Sun. Feb 24, 1935
“This afternoon the weather began to change, a light mist was falling and this later changed to a snow. The storm increased and turned into a regular blizzard. Our turkeys are always out in the open during all kinds of weather and when this storm became very severe we discussed the necessity of shelter for them. D.L. insisted that they had always taken care of themselves and that they would be in good shape and come thru it fine, but late in the evening we found that their feathers were becoming loaded with wet snow and ice and the heads covered with ice. It seemed that the best thing would be to get them in the big barn and the only way to do this was carry them in.

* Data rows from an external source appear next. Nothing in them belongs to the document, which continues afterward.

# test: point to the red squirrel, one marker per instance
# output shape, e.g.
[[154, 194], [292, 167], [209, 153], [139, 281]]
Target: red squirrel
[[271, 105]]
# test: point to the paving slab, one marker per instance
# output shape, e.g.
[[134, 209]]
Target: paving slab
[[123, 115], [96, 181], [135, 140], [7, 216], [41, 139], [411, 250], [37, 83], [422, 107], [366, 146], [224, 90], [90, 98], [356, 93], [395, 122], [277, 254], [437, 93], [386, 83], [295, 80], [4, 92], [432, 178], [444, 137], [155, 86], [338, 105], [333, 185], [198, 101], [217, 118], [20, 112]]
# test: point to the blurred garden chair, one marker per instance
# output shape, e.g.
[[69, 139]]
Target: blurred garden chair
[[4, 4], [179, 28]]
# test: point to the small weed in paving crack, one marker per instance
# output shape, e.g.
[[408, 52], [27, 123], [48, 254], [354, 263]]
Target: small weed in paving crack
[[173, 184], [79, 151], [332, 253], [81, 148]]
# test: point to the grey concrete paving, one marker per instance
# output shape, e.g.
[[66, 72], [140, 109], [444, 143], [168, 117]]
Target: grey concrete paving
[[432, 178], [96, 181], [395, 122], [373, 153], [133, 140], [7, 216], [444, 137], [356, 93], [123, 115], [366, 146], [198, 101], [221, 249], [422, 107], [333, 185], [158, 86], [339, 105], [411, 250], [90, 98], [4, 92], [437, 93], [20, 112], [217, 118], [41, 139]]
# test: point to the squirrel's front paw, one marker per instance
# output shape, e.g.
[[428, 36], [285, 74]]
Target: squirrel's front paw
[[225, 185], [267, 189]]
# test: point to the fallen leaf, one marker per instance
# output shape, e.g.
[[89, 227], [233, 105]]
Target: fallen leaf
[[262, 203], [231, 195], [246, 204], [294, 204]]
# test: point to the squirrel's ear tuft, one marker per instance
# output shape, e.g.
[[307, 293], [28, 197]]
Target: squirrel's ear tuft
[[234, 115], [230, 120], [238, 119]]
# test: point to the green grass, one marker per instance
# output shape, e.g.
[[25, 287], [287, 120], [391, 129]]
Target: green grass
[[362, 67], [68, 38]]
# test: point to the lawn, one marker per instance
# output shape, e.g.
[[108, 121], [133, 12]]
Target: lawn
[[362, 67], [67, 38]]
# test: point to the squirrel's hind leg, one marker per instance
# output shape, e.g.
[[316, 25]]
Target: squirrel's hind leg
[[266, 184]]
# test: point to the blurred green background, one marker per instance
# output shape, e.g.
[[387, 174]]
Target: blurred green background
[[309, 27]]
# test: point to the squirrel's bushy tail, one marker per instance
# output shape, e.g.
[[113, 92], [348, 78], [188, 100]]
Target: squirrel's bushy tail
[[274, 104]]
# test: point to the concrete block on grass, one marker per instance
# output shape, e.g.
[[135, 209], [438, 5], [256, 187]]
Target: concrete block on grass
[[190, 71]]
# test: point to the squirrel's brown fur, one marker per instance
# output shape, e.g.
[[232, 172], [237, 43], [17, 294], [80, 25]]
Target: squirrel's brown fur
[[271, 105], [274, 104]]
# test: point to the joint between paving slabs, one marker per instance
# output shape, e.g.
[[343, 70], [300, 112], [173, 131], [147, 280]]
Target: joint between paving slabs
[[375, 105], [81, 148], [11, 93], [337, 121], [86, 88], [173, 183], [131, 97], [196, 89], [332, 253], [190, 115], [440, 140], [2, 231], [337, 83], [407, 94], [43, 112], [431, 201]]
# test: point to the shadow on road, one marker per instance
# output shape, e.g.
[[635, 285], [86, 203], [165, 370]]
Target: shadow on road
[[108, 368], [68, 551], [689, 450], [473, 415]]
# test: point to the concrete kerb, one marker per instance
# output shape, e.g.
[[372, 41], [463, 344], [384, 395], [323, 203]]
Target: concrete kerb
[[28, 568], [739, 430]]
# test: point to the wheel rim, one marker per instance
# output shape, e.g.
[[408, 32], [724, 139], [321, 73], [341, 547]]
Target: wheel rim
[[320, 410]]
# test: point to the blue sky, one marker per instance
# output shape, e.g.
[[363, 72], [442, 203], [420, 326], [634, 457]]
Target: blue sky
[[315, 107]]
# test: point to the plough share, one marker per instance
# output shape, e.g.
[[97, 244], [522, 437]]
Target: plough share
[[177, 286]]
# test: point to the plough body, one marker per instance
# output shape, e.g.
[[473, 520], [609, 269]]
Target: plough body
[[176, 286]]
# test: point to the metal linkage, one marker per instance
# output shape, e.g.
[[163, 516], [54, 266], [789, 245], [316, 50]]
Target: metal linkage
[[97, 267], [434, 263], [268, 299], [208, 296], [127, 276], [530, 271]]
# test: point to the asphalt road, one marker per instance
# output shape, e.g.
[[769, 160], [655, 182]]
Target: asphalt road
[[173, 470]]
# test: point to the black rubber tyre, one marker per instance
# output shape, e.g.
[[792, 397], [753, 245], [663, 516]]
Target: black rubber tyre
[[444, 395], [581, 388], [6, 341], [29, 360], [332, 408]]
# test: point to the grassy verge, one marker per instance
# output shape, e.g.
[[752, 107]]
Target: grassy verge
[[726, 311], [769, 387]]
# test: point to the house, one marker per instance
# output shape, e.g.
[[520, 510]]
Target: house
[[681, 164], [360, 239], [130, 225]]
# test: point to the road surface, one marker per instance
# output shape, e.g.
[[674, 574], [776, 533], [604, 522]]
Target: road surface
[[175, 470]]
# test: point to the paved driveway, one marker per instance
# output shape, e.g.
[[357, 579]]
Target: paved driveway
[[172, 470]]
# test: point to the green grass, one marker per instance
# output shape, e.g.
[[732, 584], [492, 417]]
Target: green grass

We would make several trips thru the deep snow and the blizzard, then after coming to the house to melt the snow from our eyes and faces we would make several trips again. In this way we finally had all of the flock under cover. They are very hardy and very independent birds, but you could see that they appreciated the shelter of the big barn. Had we known the storm would be so severe, we could have driven them inside early in the afternoon.”
Elmer G. Powers, Quietdale Farm, Boone County, Iowa
The Farm Diary of Elmer G. Powers, 1931-1936
Co-Edited by H. Roger Grant and L. Edward Purcell
This week, Winter Storm Ion brought bitter cold temperatures to Iowa. How cold? Actual temperature Sunday night was -12⁰F and wind chills reached -40 to -50⁰F.

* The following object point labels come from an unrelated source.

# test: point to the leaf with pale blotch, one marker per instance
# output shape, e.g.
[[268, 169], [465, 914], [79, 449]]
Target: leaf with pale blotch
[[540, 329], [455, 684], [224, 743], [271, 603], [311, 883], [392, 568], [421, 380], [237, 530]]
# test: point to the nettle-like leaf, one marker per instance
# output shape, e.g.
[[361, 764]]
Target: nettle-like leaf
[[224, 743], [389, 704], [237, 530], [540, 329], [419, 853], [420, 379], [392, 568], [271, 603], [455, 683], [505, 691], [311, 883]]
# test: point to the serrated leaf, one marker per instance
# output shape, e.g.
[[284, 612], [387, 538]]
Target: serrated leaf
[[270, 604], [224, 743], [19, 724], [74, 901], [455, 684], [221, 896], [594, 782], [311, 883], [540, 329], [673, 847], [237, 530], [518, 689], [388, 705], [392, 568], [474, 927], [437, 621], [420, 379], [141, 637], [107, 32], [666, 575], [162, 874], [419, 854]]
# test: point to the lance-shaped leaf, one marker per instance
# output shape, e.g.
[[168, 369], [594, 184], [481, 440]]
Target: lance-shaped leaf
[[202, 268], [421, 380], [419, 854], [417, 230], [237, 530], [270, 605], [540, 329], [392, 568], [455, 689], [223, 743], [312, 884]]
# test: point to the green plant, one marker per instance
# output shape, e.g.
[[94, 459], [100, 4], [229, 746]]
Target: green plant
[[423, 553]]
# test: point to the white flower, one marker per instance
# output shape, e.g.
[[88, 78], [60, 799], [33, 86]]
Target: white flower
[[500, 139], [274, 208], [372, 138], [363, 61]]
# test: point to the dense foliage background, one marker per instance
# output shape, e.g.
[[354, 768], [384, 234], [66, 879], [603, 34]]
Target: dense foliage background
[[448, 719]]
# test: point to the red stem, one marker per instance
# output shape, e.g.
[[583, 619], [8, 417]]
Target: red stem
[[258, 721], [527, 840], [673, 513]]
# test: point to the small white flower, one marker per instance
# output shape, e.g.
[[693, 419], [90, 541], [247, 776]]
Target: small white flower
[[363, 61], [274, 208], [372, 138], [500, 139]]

Although these cold temperatures are extreme, Iowa faces some tough weather every year. Cold, snow, and ice are three of the reasons that Iowa’s turkey farmers raise their turkeys inside warm, climate controlled buildings.
Even during the coldest winter days, the turkeys on Iowa’s turkey farms will have no idea what the weather is like outside. Inside their barns, they will have 24 hours access to food and clean water and be immune to the stress that cold weather could cause their bodies.